De fato, o desempenho do Grêmio melhorou bastante com a entrada de Darlan no lugar de um apagado Maicon. Matheus Henrique, que vinha mal no GreNal 430, cresceu e passou a distribuir mais passes no meio-campo. E logo numa de suas primeiras participações, o camisa 15 achou Ferreira dentro da área, mas o atacante finalizou por cima. Em outra jogada, o mesmo Matheus Henrique encontrou Vanderson pela direita e este serviu Ricardinho dentro da pequena área. Mas foi a entrada de Léo Chú que deu o toque de intensidade que faltava ao Grêmio. O gol marcado pelo jovem atacante foi o resumo perfeito da estratégia de Renato Gaúcho: linhas recuadas e compactadas na frente da área, saída rápida em contra-ataque através da bola longa para os atacantes aproveitarem o espaços às costas dos zagueiros colorados. Léo Pereira passou para Léo Chú e abriu o espaço para o camisa 18 cortar para o meio e marcar um belo gol.

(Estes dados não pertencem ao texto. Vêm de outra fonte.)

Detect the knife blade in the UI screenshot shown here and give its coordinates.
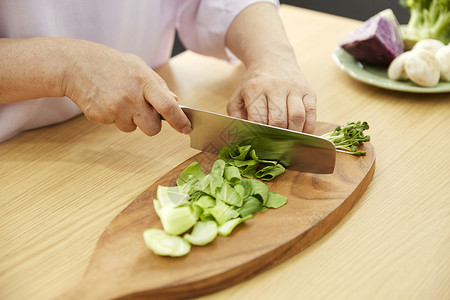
[180,105,336,174]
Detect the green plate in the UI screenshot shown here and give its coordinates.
[333,47,450,93]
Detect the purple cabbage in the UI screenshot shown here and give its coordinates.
[339,9,404,66]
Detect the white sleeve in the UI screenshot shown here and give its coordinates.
[177,0,279,60]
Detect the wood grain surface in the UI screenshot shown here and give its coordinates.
[65,123,375,299]
[0,5,450,300]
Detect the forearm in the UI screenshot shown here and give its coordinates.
[225,2,296,69]
[0,37,68,103]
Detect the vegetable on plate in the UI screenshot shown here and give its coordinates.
[339,9,404,66]
[400,0,450,50]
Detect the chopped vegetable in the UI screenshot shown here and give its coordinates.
[144,145,287,256]
[159,206,197,235]
[339,9,404,66]
[143,228,191,257]
[400,0,450,50]
[183,220,217,246]
[322,121,370,155]
[217,215,253,236]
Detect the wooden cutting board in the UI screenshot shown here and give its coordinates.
[64,123,375,299]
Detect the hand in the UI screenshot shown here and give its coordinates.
[225,2,316,133]
[227,64,316,133]
[63,40,191,136]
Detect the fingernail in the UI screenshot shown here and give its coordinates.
[181,126,192,134]
[169,90,178,101]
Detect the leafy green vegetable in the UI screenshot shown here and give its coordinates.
[217,215,253,236]
[144,145,287,256]
[239,195,264,217]
[177,161,206,186]
[322,121,370,155]
[143,228,191,257]
[400,0,450,49]
[183,220,217,246]
[255,164,285,181]
[218,141,285,181]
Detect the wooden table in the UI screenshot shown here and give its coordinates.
[0,6,450,299]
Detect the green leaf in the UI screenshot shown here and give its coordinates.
[239,196,263,217]
[218,215,253,236]
[240,179,269,205]
[265,192,287,208]
[177,161,205,186]
[143,228,191,257]
[209,199,239,226]
[224,166,242,185]
[194,195,216,209]
[215,182,244,207]
[255,164,285,181]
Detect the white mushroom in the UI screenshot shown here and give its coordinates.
[435,45,450,82]
[405,49,441,87]
[412,39,445,54]
[388,51,411,80]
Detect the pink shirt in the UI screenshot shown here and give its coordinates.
[0,0,278,142]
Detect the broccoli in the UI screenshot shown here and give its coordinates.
[322,121,370,155]
[400,0,450,49]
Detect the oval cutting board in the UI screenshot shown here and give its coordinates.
[65,123,375,299]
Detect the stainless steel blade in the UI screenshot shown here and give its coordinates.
[181,106,336,174]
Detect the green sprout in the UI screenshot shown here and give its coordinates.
[322,121,370,155]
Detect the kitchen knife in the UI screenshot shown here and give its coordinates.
[165,105,336,174]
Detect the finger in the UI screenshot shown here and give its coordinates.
[303,92,317,134]
[287,91,305,131]
[227,90,247,120]
[144,85,191,134]
[267,89,288,128]
[133,102,161,136]
[243,93,268,124]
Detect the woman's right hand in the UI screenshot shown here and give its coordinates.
[62,39,191,136]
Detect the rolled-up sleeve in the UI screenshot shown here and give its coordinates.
[177,0,279,60]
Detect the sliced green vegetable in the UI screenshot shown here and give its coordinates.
[322,121,370,155]
[255,164,285,181]
[217,215,253,236]
[144,145,286,256]
[240,179,269,205]
[223,166,242,185]
[238,195,263,217]
[194,195,216,209]
[265,192,287,208]
[143,228,191,257]
[183,220,217,246]
[153,199,161,217]
[156,185,189,207]
[215,182,244,207]
[159,206,197,235]
[177,161,205,185]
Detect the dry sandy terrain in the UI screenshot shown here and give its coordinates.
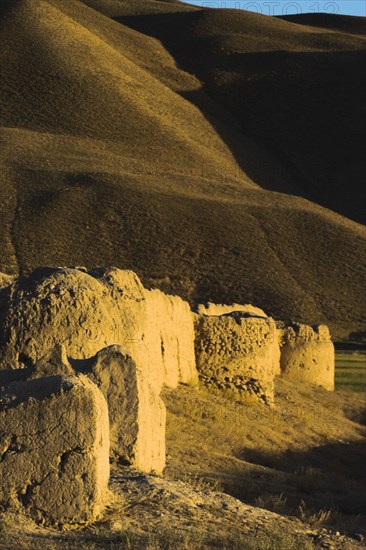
[0,379,366,550]
[0,0,366,337]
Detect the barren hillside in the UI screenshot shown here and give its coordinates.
[0,0,366,336]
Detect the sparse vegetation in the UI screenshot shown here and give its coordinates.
[335,351,366,392]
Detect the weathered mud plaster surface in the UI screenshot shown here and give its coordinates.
[0,376,109,525]
[195,311,279,404]
[279,323,335,391]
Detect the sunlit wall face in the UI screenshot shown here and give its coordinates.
[188,0,366,17]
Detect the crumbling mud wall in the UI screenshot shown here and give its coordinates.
[0,268,197,391]
[279,323,335,391]
[195,311,279,404]
[73,345,166,474]
[0,268,194,473]
[0,376,109,525]
[197,302,267,317]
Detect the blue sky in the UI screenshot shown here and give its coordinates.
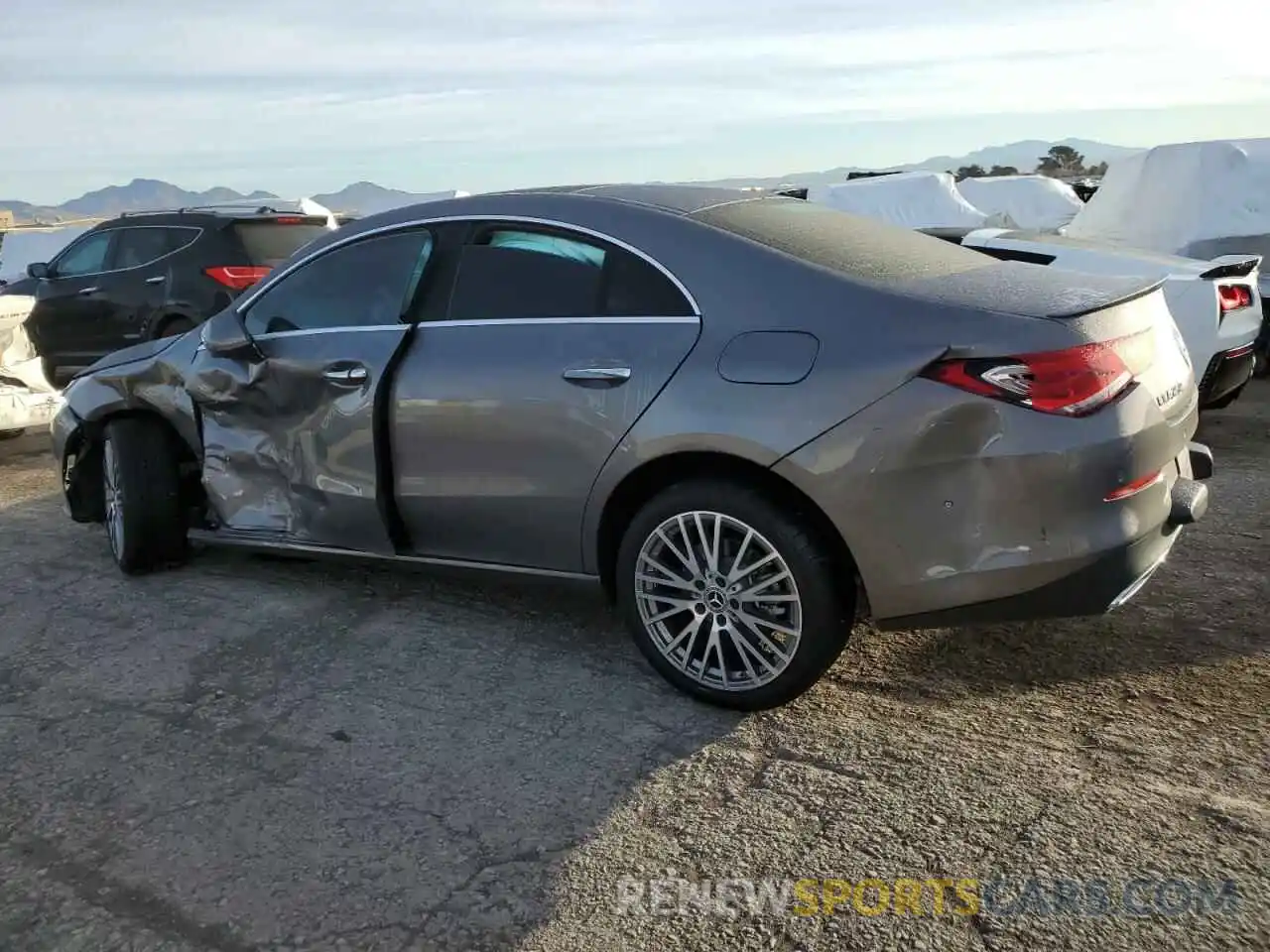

Pelo que tem se visto dentro de campo nas últimas partidas do Grêmio, fica claro que jogadores como Vanderson, Ruan (zagueiro que anulou Yuri Alberto e Guerrero), Darlan e Ferreira podem e devem ganhar mais chances entre os titulares. Ainda mais num elenco marcado por lesões e pela queda de rendimento de nomes como Maicon, Alisson e outros que gozam de certo prestígio com Renato Gaúcho. A temporada promete ser desgastante e ter jogadores mais jovens e com muito mais condições de entregarem aquilo que o técnico gremista deseja de sua equipe pode ser um trunfo interessante para jogos na Libertadores, na Copa do Brasil e no próprio Brasileirão. Do outro lado, a aposta dos dirigentes do Internacional é numa ideia bem clara de jogo e num legado para todo o clube, mas que precisa de um certo tempo para ser assimiliada e bem executada. É preciso dar tempo e ter paciência com Miguel Ángel Ramírez.

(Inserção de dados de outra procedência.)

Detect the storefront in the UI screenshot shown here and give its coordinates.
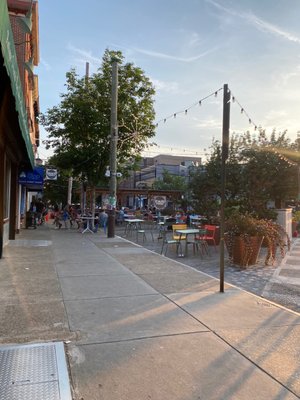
[0,0,34,253]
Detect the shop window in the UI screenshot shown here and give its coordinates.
[4,158,11,219]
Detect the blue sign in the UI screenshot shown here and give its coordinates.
[19,167,44,185]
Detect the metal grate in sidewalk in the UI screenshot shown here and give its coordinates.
[0,342,72,400]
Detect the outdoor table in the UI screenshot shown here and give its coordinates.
[124,218,144,235]
[81,216,94,233]
[176,228,201,257]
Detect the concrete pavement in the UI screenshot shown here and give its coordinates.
[0,225,300,400]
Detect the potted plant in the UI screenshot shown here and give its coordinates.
[224,212,263,267]
[292,211,300,237]
[225,212,290,267]
[261,220,291,265]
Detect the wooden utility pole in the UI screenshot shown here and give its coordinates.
[220,84,230,292]
[107,60,118,238]
[80,62,90,214]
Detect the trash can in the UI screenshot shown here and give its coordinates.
[25,211,36,229]
[0,233,3,258]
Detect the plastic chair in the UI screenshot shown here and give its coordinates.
[172,224,187,240]
[136,221,156,242]
[195,229,210,256]
[202,225,217,251]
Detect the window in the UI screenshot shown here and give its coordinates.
[4,157,11,219]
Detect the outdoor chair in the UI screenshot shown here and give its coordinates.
[160,230,182,256]
[172,224,187,240]
[202,225,217,251]
[136,221,156,242]
[194,229,210,256]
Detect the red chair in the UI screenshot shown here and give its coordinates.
[202,225,217,251]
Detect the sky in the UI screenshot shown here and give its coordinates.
[35,0,300,159]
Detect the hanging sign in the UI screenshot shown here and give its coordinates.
[45,168,57,181]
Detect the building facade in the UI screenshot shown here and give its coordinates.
[0,0,39,253]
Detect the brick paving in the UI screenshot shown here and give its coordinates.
[116,226,300,312]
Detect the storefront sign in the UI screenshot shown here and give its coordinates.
[19,167,44,186]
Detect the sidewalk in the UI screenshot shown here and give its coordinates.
[0,225,300,400]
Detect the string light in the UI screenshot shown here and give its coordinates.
[155,88,223,127]
[231,92,257,130]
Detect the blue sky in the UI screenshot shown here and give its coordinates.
[36,0,300,158]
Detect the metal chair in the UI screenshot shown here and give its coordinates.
[160,230,182,256]
[202,225,217,251]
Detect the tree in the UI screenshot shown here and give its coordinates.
[152,169,188,208]
[191,130,297,218]
[41,50,155,206]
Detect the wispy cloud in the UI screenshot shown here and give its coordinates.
[150,78,179,94]
[280,65,300,86]
[194,118,222,129]
[40,58,51,71]
[67,44,102,67]
[205,0,300,43]
[134,48,217,63]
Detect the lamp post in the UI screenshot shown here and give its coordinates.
[107,60,118,238]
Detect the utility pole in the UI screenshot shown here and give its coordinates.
[80,62,90,214]
[67,176,73,204]
[107,60,118,238]
[220,84,230,292]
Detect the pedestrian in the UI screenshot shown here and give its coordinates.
[99,210,108,233]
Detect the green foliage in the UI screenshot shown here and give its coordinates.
[41,50,155,186]
[191,130,299,218]
[153,169,187,192]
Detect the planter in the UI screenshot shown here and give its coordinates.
[225,234,263,267]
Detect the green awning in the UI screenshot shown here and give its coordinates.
[0,0,34,167]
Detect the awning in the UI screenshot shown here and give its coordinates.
[0,0,34,167]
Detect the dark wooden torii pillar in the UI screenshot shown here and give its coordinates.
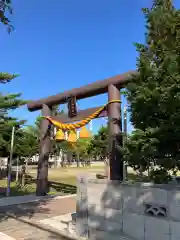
[28,71,138,196]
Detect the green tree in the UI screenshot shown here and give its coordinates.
[0,73,27,156]
[126,0,180,176]
[89,126,108,159]
[0,0,13,32]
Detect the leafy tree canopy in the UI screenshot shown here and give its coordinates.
[126,0,180,172]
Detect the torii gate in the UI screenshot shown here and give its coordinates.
[28,71,137,196]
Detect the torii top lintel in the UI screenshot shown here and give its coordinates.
[27,71,137,111]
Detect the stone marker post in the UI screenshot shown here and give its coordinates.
[76,175,88,238]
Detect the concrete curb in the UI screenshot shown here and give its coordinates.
[0,232,16,240]
[0,194,76,207]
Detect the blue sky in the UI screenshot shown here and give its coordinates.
[0,0,180,131]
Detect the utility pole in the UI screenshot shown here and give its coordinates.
[123,106,128,181]
[6,126,15,197]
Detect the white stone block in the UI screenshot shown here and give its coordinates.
[169,191,180,224]
[105,220,122,234]
[88,230,106,240]
[88,205,105,230]
[104,208,123,223]
[137,187,168,207]
[169,190,180,206]
[101,185,123,209]
[123,187,145,214]
[145,217,170,240]
[170,221,180,240]
[123,213,144,240]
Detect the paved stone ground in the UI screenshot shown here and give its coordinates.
[0,197,76,240]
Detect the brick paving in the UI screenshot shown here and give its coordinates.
[0,197,76,240]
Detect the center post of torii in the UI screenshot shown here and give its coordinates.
[28,71,136,196]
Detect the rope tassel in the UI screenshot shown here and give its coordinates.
[42,100,121,130]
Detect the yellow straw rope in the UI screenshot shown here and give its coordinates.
[42,100,121,130]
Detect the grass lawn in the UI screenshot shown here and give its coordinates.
[0,165,104,197]
[0,164,145,197]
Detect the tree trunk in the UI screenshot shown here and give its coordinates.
[36,105,51,196]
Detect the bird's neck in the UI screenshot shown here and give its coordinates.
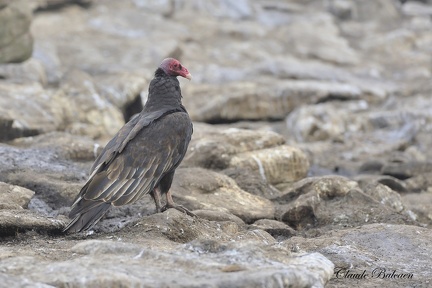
[144,69,183,112]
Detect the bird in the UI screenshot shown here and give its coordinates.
[63,58,195,233]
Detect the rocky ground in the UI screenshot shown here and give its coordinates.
[0,0,432,287]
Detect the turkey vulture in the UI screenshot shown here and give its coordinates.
[64,58,193,232]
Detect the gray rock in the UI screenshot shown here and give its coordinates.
[0,58,47,85]
[401,190,432,228]
[286,101,368,142]
[193,210,244,225]
[381,161,432,180]
[0,209,334,287]
[184,80,361,123]
[362,183,404,212]
[0,182,34,209]
[0,144,90,209]
[59,70,124,138]
[0,273,54,288]
[0,0,33,63]
[0,209,65,237]
[275,176,415,230]
[171,168,274,223]
[276,13,360,65]
[249,219,297,240]
[183,124,309,185]
[9,132,103,161]
[0,82,64,141]
[284,224,432,288]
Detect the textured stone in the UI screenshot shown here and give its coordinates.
[171,168,274,223]
[184,124,309,185]
[0,182,34,209]
[0,0,33,63]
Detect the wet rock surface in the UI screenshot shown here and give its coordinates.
[0,0,432,287]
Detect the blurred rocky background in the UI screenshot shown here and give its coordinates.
[0,0,432,287]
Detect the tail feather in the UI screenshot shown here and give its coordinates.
[63,199,111,233]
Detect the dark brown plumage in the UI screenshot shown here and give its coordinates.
[64,58,193,232]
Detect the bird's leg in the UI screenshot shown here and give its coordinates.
[150,188,162,213]
[162,190,197,217]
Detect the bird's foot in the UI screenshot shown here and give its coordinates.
[161,203,197,217]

Por mais que ainda estejamos no mês de abril e que muitos trabalhos ainda estejam no início, já é possível afirmar que o caminho das vitórias para o Grêmio de Renato Gaúcho passa pela utilização dos jovens da base e da adaptação destes num elenco recheado por nomes mais experientes mas que necessitam de alguém que faça o “trabalho sujo”. Não é o ideal, mas pode ser o bastante num momento em que se pede cada vez mais intensidade e estudo por parte dos nossos treinadores.